- AMNESTY : La torture n’est pas un phénomène nouveau. Quelle définition en donnez-vous aujourd’hui ?
- Isabel Eiriz : Ce qui a changé et va au-delà de la définition de l’ONU sur les mauvais traitements infligés pour obtenir des informations, c’est qu’aujourd’hui la torture ne vise pas à faire parler, mais à faire taire. Le tortionnaire veut détruire sa victime, non dans ce qu’elle pense, mais dans ce qu’elle est. Il y a délibérément l’intention d’annihiler dans la personne ce qu’il y a de collectif, les appartenances, les liens, ce qu’elle a de plus sacré. Par exemple, quand on sait que pour certains, violer une vierge revient à la priver du paradis ou que donner de la viande à un bouddhiste est le faire renoncer à tous ses principes, on voit bien l’intention de briser la filiation avec la communauté. Et nous insistons sur «l’intentionnalité». Les tortionnaires savent ce qu’ils font. Ils sont formés. On enseigne et on apprend à torturer !
- Comment traiter en groupe une souffrance individuelle?
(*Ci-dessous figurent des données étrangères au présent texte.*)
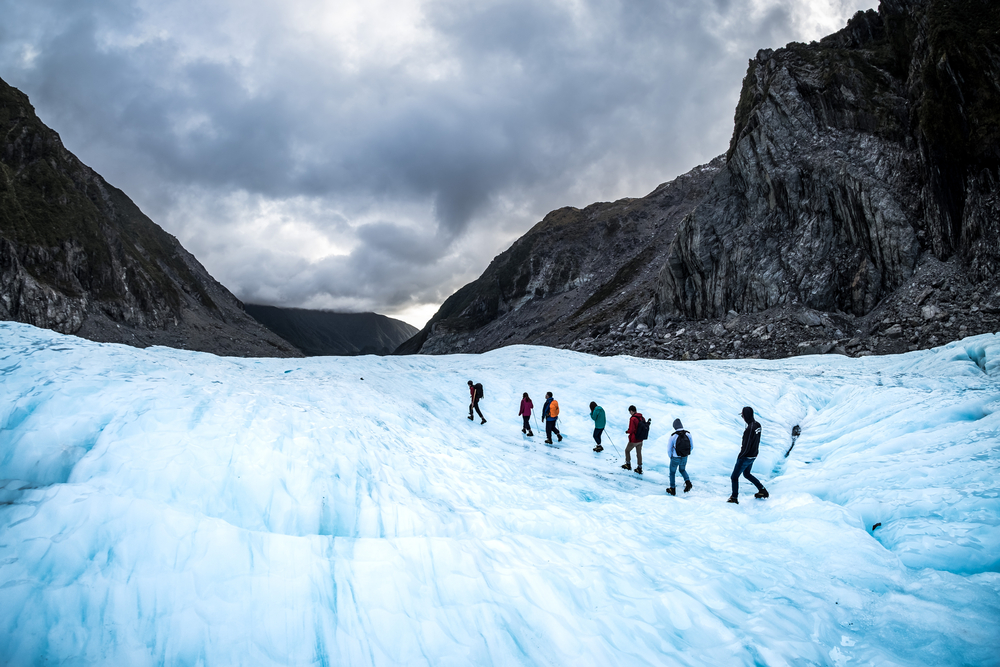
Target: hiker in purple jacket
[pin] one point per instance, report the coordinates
(525, 413)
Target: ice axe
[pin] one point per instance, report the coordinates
(796, 432)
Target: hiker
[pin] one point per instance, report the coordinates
(681, 445)
(600, 421)
(550, 411)
(638, 430)
(748, 453)
(476, 394)
(525, 412)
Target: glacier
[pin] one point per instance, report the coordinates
(165, 507)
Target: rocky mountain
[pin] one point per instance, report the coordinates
(571, 276)
(79, 257)
(325, 333)
(856, 211)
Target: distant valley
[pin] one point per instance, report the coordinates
(325, 333)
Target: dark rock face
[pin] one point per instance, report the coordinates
(850, 157)
(855, 212)
(79, 257)
(324, 333)
(570, 277)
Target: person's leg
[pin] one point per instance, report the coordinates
(754, 480)
(735, 477)
(682, 466)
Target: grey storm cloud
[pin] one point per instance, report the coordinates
(377, 155)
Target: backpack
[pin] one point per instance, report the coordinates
(641, 429)
(682, 446)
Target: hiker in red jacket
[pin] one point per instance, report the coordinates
(638, 428)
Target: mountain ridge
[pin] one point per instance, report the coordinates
(856, 211)
(329, 333)
(78, 256)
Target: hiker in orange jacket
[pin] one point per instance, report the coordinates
(550, 411)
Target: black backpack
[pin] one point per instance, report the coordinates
(641, 429)
(682, 445)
- Cette approche est fondée sur deux axes: la prévention, pour empêcher que le traumatisme ne traverse les générations, et la prise de conscience de la dimension également collective de la torture. N’oublions pas que dans cette expérience du pire, les principes de la vie sont bouleversés. Ces êtres ont vu « la face cachée de l’humanité » et ils sont restés très méfiants. Certains montrent donc la façade du «moi social» car ils n’ont pas pris la mesure du dommage subi et il est trop douloureux de montrer «le moi personnel» humilié, vulnérable. Et c’est là que nous bénéficions des ressources du groupe par la mise en commun de l’expérience de la prison, de la torture et de l’exil. Les témoignages des gens qui ont réussi à avancer donnent de l’espoir aux autres: vivre mieux, faire des projets, retrouver un sens et la confiance dans l’être humain. Et ce n’est pas un livre qui parle, c’est un être qui est passé par le même parcours. L’expert de la torture, c’est la personne elle-même, pas le thérapeute! Notre rôle est de maintenir un cadre garantissant notamment le respect du vécu de chacun et de favoriser le processus qui facilitera une intégration dans la société d’accueil. Et bien sûr, au cœur même de notre formation professionnelle et de notre travail, le souci constant de la défense des droits humains.